If you have followed blogs here, you’ll know that we enumerate unique news and various strategies, particularly when they bring something distinctive to the global market. Primarily this Bot traffic describes any non-human traffic to a website or an app. The key term bot traffic carries a negative connotation, but in reality, bot traffic isn’t necessarily good or bad; it all wholly depends on the requirements of the bots.

Some bots are important for beneficial services such as search engines and digital assistants. Most firms welcome these sorts of bots on their sites. Whereas the other bots can be malicious, for instance, those utilized for the purposes of data scraping, credential stuffing, and launching DDoS attacks. Even more benign bad bots, namely unauthorized web crawlers, could be baleful since they can disrupt site analytics and develop click fraud.

It is trusted that over 40% of all Internet traffic is primarily comprised of bot traffic, and a good portion of that is malicious bots. Thereby so many firms are searching for ways to manage the bot traffic coming to their sites.

How Could Bot Traffic Be Identified?

Web engineers could look directly at network requests to their sites and immediately identify likely bot traffic. An integrated web analytics tool namely Google Analytics or Heap could assist to detect bot traffic.

Analytics Anomalies Are The Hallmarks Of Bot Traffic

Abnormally High Pageviews

In case of a site undergoes a sudden, unprecedented and unexpected spike in page views, they are likely that there are bots mostly clicking through the site.

Abnormally High Bounce Rate

If the bounce rate primarily identifies the number of users that come to a single page on a site and then instantly leave the site before clicking anything on the page. Also, an unexpected lift in the bounce rate could be the result of bots being directed at a single page.

More Surprisingly High or Low Session Duration

It is enumerated that session duration, or the number of times users stays on a website, must remain relatively steady. If any unexplained increase in session duration could be just an indication of bots browsing the site at an unusually slow kind of rate. Also, an unexpected drop-in session duration could be the result of bots that are just clicking through pages on the site much quicker than a human user would.

Junk Conversions

You have a surge in phoney-looking conversions, namely as account creations utilizing gibberish email addresses or kind of contact forms submitted with fake names and phone numbers, which could be the result of form-filling bots or absolute spambots.

Spike in Traffic from an Unexpected Location

If a sudden spike in users from one specific region, a region that’s unlikely to have a huge number of people who are fluent in the native language of the site, could be an indication of bot traffic.

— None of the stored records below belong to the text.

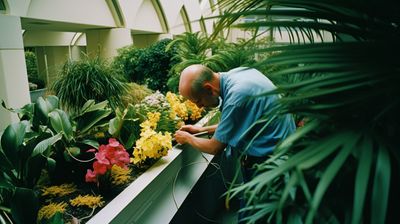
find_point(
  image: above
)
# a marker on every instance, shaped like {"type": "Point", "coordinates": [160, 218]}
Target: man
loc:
{"type": "Point", "coordinates": [241, 107]}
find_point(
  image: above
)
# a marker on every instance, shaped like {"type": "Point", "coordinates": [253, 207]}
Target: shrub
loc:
{"type": "Point", "coordinates": [89, 79]}
{"type": "Point", "coordinates": [135, 93]}
{"type": "Point", "coordinates": [150, 66]}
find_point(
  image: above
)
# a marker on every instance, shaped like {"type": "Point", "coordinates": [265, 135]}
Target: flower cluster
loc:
{"type": "Point", "coordinates": [184, 109]}
{"type": "Point", "coordinates": [152, 144]}
{"type": "Point", "coordinates": [108, 155]}
{"type": "Point", "coordinates": [48, 211]}
{"type": "Point", "coordinates": [120, 176]}
{"type": "Point", "coordinates": [59, 190]}
{"type": "Point", "coordinates": [90, 201]}
{"type": "Point", "coordinates": [156, 100]}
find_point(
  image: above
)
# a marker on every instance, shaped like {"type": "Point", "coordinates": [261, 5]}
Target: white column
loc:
{"type": "Point", "coordinates": [106, 42]}
{"type": "Point", "coordinates": [14, 89]}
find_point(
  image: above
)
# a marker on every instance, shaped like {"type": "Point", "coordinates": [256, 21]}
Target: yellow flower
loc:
{"type": "Point", "coordinates": [120, 176]}
{"type": "Point", "coordinates": [151, 144]}
{"type": "Point", "coordinates": [87, 200]}
{"type": "Point", "coordinates": [48, 211]}
{"type": "Point", "coordinates": [59, 191]}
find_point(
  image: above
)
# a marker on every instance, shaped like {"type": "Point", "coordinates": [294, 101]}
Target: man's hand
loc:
{"type": "Point", "coordinates": [182, 137]}
{"type": "Point", "coordinates": [191, 128]}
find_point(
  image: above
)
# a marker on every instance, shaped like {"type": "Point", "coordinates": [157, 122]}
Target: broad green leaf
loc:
{"type": "Point", "coordinates": [60, 122]}
{"type": "Point", "coordinates": [41, 111]}
{"type": "Point", "coordinates": [98, 106]}
{"type": "Point", "coordinates": [381, 185]}
{"type": "Point", "coordinates": [52, 102]}
{"type": "Point", "coordinates": [12, 140]}
{"type": "Point", "coordinates": [362, 178]}
{"type": "Point", "coordinates": [114, 126]}
{"type": "Point", "coordinates": [92, 143]}
{"type": "Point", "coordinates": [56, 219]}
{"type": "Point", "coordinates": [87, 105]}
{"type": "Point", "coordinates": [5, 183]}
{"type": "Point", "coordinates": [91, 119]}
{"type": "Point", "coordinates": [24, 205]}
{"type": "Point", "coordinates": [33, 170]}
{"type": "Point", "coordinates": [45, 144]}
{"type": "Point", "coordinates": [328, 176]}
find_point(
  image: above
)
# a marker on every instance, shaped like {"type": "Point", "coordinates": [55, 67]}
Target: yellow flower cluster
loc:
{"type": "Point", "coordinates": [194, 111]}
{"type": "Point", "coordinates": [87, 200]}
{"type": "Point", "coordinates": [151, 144]}
{"type": "Point", "coordinates": [178, 108]}
{"type": "Point", "coordinates": [184, 109]}
{"type": "Point", "coordinates": [120, 176]}
{"type": "Point", "coordinates": [59, 191]}
{"type": "Point", "coordinates": [48, 211]}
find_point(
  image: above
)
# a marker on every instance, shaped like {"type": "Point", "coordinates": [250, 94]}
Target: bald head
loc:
{"type": "Point", "coordinates": [192, 79]}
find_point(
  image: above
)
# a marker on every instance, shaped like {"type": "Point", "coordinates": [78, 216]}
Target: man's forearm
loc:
{"type": "Point", "coordinates": [210, 129]}
{"type": "Point", "coordinates": [210, 146]}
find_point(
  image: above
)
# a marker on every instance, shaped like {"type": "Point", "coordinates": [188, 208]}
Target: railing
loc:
{"type": "Point", "coordinates": [156, 195]}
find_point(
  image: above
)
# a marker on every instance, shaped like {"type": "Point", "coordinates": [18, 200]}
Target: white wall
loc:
{"type": "Point", "coordinates": [13, 74]}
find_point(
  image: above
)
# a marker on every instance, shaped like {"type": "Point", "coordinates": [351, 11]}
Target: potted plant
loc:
{"type": "Point", "coordinates": [60, 156]}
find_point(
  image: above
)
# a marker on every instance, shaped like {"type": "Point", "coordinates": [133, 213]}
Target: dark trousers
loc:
{"type": "Point", "coordinates": [248, 171]}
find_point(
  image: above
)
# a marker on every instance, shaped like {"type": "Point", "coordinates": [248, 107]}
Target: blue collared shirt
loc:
{"type": "Point", "coordinates": [240, 109]}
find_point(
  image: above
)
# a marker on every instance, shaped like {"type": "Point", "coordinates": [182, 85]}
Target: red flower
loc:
{"type": "Point", "coordinates": [108, 155]}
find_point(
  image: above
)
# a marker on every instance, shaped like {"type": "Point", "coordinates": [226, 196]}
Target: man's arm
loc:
{"type": "Point", "coordinates": [211, 146]}
{"type": "Point", "coordinates": [196, 129]}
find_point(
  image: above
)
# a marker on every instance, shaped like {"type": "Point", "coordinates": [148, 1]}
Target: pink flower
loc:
{"type": "Point", "coordinates": [108, 155]}
{"type": "Point", "coordinates": [99, 168]}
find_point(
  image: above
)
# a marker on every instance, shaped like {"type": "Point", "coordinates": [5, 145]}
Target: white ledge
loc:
{"type": "Point", "coordinates": [156, 195]}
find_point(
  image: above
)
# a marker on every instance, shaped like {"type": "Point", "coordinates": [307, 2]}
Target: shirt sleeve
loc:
{"type": "Point", "coordinates": [232, 125]}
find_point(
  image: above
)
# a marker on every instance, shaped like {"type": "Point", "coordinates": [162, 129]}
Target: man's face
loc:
{"type": "Point", "coordinates": [205, 99]}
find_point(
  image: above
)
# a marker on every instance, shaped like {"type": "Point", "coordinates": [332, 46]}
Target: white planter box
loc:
{"type": "Point", "coordinates": [156, 195]}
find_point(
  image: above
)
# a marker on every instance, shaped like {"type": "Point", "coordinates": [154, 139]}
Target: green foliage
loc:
{"type": "Point", "coordinates": [149, 66]}
{"type": "Point", "coordinates": [39, 142]}
{"type": "Point", "coordinates": [87, 79]}
{"type": "Point", "coordinates": [347, 152]}
{"type": "Point", "coordinates": [128, 62]}
{"type": "Point", "coordinates": [195, 48]}
{"type": "Point", "coordinates": [32, 69]}
{"type": "Point", "coordinates": [135, 94]}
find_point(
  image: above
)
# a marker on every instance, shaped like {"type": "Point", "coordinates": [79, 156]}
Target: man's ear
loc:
{"type": "Point", "coordinates": [209, 88]}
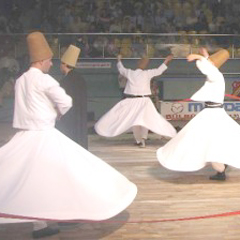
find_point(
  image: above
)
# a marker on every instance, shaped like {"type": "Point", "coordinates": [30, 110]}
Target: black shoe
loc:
{"type": "Point", "coordinates": [220, 176]}
{"type": "Point", "coordinates": [45, 232]}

How Can Bot Traffic Hurt Analytics?

It is said that unauthorized bot traffic could impact analytics metrics namely bounce rate, page views, geolocation of users, session duration, and conversions. These key deviations in metrics could develop a lot of frustration for the site owner; it is difficult to measure the performance of a site that’s being crowded with bot activity. There are attempts to ameliorate the site, respectively as A/B testing and conversion rate optimization, are also primarily crippled by the statistical noise developed by bots.

How to Filter Bot Traffic from Google Analytics

Google Analytics does offer the option to exclude all hits from known bots and spiders” spiders are searching engine bots that crawl webpages. If the source of the bot traffic could be identified, the users can also offer a particular list of IPs to be ignored by Google Analytics.

These measures would stop some bots from disrupting analytics, they won’t stop all bots. Also, most malicious bots pursue an objective apart from disrupting traffic analytics, and these adept measures do nothing to mitigate baleful bot activity outside of properly preserving analytics data.

How Can Bot Traffic Hurt Performance?

It is enumerated that sending massive amounts of bot traffic is a general way for attackers to properly launch a DDoS attack. During some kinds of DDoS attacks, so much attack traffic is wholly directed at a website that the origin server becomes overloaded, and the site slows down or is altogether unavailable for legitimate global users.

There are a number of tools that could assist mitigate abusive bot traffic. A rate-limiting solution could detect and primarily prevent bot traffic originating from a single IP address, although this would still overlook a lot of malicious bot traffic. Even rate limiting, a network engineer could look at a site’s traffic and simply identify suspicious network requests, offering a list of IP addresses to be blocked by a filtering tool such as a WAF. It is a labour-intensive process and could still only stop a portion of the malicious bot traffic.